Et il n'est pas le seul : environ 110 000 personnes ont quitté le secteur, selon une étude du cabinet Akto pour le patronat, qui précise dans le même temps que le "phénomène est difficilement mesurable". Avec l'épidémie de Covid-19, les confinements et les fermetures, ils sont nombreux à avoir voulu quitter le secteur définitivement. Un problème particulièrement criant, au moment où les cafés et restaurants rouvrent leurs portes en extérieur, mercredi 19 mai.

Horaires décalés et salaires peu élevés

Émir appréciait pourtant le travail en cuisine : "Il faut éplucher les pommes de terre, les carottes, préparer les plats, il y a vraiment cette sensation d'accomplissement. Le fait de commencer quelque chose du début et de l'amener jusqu'à la fin avec le service aux clients." Mais il y a aussi les horaires décalés et une faible rémunération. Puis, avec la crise du coronavirus, le chômage partiel et un conflit avec son employeur. C'en est trop. Aujourd'hui Émir aimerait que le secteur se remette en question : "Quand les gens font 40, 45 heures par semaine, pas bien payés, ou avec une partie déclarée et une autre non déclarée ou ce genre de chose, ça fait que les gens n'ont pas envie de rester." Pour l'ancien cuisto, ce sera désormais tout sauf la restauration.

"Moi ce que je veux, c'est un métier où je peux travailler, manger, sans être exploité.
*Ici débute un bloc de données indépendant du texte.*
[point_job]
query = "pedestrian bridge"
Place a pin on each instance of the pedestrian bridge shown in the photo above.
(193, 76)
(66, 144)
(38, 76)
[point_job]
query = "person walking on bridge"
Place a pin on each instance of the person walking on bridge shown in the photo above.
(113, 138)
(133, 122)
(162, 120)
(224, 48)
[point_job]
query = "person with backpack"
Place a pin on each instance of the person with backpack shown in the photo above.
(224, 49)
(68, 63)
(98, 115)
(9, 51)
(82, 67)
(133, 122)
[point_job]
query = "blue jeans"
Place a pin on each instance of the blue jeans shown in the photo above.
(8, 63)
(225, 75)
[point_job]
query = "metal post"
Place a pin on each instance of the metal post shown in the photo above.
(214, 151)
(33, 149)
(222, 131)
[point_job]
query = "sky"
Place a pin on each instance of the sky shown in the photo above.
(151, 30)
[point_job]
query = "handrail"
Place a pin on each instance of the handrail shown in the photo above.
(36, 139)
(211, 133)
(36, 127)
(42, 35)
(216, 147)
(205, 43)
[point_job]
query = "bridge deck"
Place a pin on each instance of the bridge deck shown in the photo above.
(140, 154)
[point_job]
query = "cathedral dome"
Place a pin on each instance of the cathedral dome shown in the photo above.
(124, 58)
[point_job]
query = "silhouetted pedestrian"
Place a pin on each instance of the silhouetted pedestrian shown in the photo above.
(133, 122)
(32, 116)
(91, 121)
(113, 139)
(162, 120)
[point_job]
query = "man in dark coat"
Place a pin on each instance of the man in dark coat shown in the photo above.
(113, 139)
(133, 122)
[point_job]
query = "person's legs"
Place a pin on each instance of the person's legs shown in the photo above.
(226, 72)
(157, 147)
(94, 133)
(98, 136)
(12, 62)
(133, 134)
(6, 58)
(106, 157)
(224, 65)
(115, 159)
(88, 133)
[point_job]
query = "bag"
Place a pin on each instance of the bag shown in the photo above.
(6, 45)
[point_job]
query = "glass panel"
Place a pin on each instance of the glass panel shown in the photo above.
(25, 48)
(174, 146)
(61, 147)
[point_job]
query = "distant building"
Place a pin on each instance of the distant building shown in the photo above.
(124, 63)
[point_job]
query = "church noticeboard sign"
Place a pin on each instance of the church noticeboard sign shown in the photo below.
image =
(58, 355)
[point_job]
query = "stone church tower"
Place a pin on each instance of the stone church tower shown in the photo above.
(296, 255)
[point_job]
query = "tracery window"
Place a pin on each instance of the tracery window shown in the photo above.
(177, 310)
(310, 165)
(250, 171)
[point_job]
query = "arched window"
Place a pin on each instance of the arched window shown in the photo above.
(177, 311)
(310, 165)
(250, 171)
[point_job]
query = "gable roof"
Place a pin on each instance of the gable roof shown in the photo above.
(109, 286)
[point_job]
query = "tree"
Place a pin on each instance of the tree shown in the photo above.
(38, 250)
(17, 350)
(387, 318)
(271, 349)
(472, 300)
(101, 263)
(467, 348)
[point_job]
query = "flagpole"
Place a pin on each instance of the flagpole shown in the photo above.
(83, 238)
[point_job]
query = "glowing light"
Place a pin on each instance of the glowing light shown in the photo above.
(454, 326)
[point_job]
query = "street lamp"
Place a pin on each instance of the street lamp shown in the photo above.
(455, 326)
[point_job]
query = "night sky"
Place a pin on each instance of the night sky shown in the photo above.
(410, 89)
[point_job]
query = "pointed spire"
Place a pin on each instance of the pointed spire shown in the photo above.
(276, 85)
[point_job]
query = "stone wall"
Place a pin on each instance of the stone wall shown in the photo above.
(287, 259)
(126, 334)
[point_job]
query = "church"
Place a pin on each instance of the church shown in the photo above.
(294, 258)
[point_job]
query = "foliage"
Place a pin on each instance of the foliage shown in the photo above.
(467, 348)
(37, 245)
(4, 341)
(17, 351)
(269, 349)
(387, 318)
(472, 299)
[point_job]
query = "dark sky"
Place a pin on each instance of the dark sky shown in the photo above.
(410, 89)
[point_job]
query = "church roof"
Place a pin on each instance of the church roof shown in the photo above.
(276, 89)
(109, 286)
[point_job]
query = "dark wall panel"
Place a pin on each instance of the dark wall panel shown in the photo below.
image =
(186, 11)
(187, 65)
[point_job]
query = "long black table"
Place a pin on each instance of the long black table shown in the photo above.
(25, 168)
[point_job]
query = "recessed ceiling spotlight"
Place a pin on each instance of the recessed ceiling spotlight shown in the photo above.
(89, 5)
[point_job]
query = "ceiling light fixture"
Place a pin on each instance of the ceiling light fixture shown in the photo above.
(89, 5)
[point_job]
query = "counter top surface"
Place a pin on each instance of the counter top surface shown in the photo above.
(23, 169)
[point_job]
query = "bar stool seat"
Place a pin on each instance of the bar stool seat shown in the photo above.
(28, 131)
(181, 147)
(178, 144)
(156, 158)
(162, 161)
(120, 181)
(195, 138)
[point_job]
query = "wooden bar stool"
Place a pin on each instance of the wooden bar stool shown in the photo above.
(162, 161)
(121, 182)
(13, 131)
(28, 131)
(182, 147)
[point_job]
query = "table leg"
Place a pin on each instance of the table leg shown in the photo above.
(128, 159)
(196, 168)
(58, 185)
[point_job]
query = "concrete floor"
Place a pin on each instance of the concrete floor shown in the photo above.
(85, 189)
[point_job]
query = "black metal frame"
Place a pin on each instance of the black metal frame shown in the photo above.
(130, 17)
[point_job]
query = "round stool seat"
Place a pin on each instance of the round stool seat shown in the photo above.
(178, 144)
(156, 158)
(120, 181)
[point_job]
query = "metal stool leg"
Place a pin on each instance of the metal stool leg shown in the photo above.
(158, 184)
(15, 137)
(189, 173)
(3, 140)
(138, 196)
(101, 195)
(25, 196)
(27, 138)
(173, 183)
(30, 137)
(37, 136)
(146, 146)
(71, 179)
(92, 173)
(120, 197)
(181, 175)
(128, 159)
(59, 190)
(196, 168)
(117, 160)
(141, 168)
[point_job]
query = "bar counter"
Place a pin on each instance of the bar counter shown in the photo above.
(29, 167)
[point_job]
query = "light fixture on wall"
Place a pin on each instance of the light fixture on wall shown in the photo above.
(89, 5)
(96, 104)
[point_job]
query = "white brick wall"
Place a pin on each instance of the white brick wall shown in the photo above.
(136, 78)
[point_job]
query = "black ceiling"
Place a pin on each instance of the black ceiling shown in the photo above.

Après, que ce soit éboueur ou commis de cuisine, ce n'est pas grave."

Émir, ancien salarié de la restauration

à franceinfo

Émir n'est pas le seul, la crise sanitaire a accentué les difficultés de recrutement qui existaient déjà avant. Pas facile aussi d'attirer des saisonniers cette année. L'incertitude liée à la crise sanitaire a éloigné du secteur par exemple Chloé, une étudiante de 21 ans qui vit à Hudimesnil, dans la Manche. "Déjà je ne savais pas trop quand les restaurants allaient rouvrir. Vers mars/avril, quand les recherches de jobs saisonniers commencent, on n'avait pas trop d'infos", raconte-t-elle.

La jeune femme a aussi voulu rechercher de meilleures conditions de travail : "On m'appelait au dernier moment, parfois je finissais à 1 ou 2 heures du matin, parfois c'était très fatigant. J'ai pu faire des sorties avec mes amis deux fois dans l'été, sur quatre mois. C'est ça qui me frustrait énormément, c'est qu'au final, je ne voyais plus personne. Je me suis dit que c'était pénible, que j'allais essayer de me trouver un travail en journée ou avec des horaires un peu plus fixes. Comme ça je pourrai faire autre chose à côté." Pour le moment, Chloé n'a pas encore trouvé.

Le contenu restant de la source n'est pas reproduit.